Sistem Transportasi Islam Menjaga Nyawa Manusia

Sri Ardiana (aktivis muslimah Kendari)
Sri Ardiana (aktivis muslimah Kendari)

TEGAS.CO., NUSANTARA – Pesawat Boeing 737-500 milik Sriwijaya Air dilaporkan hilang kontak setelah take off dari Bandara Soekarno-Hatta, Cengkareng, pada Sabtu (9/1/2021) sore. Pesawat dengan nomor penerbangan SJ182 itu membawa 62 orang yang terdiri dari 50 penumpang (40 dewasa, 7 anak-anak dan 3 bayi), dan 12 kru (CNBC indonesia. Com. 11/1/2021).

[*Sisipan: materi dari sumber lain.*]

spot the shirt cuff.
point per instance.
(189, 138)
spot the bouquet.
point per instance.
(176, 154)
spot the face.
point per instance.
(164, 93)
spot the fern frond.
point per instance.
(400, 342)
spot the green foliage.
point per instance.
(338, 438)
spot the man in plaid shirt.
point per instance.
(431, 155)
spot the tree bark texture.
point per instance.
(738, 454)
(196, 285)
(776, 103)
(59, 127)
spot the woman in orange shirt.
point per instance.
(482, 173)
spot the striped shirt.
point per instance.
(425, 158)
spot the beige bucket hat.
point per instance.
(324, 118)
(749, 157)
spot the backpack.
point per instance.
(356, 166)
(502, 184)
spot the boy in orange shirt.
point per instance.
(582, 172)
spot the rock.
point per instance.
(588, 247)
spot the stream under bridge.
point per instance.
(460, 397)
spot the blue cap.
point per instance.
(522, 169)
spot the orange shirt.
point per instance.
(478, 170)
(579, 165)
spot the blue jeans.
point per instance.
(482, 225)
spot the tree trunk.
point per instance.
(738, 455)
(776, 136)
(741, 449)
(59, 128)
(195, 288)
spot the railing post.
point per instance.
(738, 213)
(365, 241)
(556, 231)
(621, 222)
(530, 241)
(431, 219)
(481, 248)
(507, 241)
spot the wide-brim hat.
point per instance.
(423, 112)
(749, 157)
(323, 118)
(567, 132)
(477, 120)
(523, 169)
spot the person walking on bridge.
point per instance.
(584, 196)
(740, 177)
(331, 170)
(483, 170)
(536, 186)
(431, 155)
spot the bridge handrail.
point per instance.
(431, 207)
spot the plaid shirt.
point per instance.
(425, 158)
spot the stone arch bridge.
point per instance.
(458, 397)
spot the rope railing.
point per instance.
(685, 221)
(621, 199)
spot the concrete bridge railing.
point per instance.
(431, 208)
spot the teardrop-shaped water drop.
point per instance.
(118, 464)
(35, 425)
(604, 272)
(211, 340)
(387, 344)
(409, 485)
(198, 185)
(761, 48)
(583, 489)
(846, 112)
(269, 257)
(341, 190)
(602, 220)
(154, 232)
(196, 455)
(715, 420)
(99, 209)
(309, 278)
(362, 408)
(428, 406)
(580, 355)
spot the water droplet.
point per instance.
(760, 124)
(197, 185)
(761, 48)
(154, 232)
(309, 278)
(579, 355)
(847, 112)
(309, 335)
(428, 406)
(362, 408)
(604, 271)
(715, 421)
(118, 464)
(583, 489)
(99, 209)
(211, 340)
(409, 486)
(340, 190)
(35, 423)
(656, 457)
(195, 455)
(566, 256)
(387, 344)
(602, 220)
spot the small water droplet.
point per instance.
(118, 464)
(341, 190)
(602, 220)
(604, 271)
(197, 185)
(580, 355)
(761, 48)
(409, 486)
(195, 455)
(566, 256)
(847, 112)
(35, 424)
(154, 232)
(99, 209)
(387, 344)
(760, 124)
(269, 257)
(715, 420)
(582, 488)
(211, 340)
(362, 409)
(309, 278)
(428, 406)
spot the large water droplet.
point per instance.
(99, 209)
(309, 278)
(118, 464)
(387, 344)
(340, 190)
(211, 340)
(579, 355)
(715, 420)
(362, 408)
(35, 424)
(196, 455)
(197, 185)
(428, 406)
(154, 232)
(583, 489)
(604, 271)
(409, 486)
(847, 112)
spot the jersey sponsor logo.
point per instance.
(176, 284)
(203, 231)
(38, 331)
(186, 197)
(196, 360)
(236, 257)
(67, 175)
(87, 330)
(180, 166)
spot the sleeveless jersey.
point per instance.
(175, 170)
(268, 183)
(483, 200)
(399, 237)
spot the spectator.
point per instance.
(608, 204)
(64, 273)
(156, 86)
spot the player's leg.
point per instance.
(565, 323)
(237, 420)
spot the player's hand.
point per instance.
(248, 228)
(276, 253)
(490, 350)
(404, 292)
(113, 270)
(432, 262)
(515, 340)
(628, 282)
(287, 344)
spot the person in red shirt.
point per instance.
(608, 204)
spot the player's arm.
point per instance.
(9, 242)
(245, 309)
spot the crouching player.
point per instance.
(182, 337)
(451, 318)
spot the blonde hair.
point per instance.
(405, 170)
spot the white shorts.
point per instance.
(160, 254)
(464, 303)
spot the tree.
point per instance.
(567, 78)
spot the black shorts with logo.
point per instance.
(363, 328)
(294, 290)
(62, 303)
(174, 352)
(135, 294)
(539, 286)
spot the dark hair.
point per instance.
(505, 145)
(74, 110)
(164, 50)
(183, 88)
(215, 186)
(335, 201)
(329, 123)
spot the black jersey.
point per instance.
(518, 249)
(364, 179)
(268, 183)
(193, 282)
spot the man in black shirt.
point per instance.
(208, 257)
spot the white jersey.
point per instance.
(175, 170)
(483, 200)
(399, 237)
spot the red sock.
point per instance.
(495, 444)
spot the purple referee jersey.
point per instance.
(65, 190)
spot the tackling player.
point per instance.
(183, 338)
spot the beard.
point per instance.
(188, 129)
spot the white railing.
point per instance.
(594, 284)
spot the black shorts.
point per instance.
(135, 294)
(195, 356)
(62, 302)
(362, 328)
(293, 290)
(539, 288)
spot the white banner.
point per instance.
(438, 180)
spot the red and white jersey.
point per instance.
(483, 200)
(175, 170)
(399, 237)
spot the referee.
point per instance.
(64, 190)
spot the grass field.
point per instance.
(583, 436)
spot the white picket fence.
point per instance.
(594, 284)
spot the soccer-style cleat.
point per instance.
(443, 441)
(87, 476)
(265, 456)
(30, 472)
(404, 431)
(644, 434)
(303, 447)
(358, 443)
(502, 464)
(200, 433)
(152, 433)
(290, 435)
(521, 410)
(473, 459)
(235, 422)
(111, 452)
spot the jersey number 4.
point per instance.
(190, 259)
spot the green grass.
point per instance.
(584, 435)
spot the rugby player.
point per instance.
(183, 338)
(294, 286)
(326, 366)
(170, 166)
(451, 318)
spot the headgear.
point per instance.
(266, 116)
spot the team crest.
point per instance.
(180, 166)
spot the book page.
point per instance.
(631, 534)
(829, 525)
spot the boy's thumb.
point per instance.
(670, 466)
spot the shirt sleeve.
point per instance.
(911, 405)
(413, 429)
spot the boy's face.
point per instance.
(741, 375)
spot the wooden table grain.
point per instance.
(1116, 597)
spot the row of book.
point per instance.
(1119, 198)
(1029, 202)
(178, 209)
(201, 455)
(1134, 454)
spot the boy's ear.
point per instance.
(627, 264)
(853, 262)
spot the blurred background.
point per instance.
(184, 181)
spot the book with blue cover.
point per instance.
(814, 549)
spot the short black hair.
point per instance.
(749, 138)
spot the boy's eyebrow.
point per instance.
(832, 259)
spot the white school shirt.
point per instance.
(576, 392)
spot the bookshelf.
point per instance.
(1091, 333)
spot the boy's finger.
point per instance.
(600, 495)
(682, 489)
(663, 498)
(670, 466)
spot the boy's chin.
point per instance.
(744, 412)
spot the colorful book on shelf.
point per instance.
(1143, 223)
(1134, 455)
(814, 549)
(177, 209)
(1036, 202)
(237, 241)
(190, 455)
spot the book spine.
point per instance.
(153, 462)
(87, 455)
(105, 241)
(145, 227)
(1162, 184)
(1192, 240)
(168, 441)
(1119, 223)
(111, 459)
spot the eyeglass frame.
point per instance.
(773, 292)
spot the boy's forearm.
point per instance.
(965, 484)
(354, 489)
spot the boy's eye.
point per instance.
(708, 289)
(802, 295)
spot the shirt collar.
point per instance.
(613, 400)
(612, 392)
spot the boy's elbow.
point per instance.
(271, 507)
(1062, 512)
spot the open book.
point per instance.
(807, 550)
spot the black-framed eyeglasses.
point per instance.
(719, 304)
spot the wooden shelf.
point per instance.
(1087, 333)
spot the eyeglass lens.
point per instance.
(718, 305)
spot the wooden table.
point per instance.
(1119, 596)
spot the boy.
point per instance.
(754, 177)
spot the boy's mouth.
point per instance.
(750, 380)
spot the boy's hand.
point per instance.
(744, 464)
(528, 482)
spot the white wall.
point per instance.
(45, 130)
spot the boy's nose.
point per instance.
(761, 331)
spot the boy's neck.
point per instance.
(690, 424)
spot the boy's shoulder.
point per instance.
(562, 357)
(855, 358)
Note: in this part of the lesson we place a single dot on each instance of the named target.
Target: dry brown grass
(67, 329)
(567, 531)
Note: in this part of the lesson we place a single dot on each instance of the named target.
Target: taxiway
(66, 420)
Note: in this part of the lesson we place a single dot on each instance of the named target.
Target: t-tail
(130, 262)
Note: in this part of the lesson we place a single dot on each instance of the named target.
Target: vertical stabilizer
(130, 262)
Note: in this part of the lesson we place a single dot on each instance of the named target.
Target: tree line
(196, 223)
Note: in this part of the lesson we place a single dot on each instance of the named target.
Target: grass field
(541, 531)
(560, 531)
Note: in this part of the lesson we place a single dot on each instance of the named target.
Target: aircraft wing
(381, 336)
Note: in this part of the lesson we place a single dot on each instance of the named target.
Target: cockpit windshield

Pesawat ini pertama kali beroperasi pada Mei 1994. Kini usia pesawat tersebut mencapai 26 tahun. Merujuk Keputusan Menteri Perhubungan (Kepmenhub) RI No. 115/2020 tentang Batas Usia Pesawat Udara yang Digunakan untuk Kegiatan Angkutan Udara Niaga, batas usia Sriwijaya SJ-182 lebih tua enam tahun dari batasan Kemenhub. Salah seorang praktisi hukum, Husendro, mengatakan bahwa setiap pesawat udara yang dioperasikan di Indonesia wajib mempunyai tanda pendaftaran. Hal itu tertuang dalam Pasal 24 UU RI No. 1 Tahun 2009 tentang Penerbangan. Dimana salah satu syarat pendaftaran pesawat udara tersebut harus memenuhi ketentuan persyaratan batas usia pesawat udara yang ditetapkan oleh Menteri Perhubungan (Askara.co, 10/01/2021).

Iklan ARS

Lalu Kementerian Perhubungan mencabut aturan tentang pembatasan usia pesawat dan menggantinya dengan aturan baru sebagaimana yang tertuang dalam Keputusan Menteri Perhubungan (Kepmenhub) No. 115/2020. Regulasi ini melengkapi regulasi sebelumnya yakni Permenhub No. 27/2020 yang mencabut Permenhub No. 155/2016 tentang batas usia pesawat udara yang digunakan untuk kegiatan angkutan udara niaga (Bisnis. Com, 10/07/2020). Dalam aturan baru tersebut disebutkan bahwa Kementerian Perhubungan (Kemenhub) mencabut aturan tentang pembatasan usia pesawat dan menggantinya dengan aturan baru yang mengembalikan batasan maksimal usia pesawat angkutan niaga sesuai aturan dari pabrikannya (Bisnis. Com, 10/07/2020). Melalui Permenhub baru itu juga, maskapai diberikan relaksasi sehingga dapat menggunakan pesawat bekas berusia lebih tinggi dari batasan minimum yang sebelumnya ditetapkan (Tempo. Co, 10/07/2020).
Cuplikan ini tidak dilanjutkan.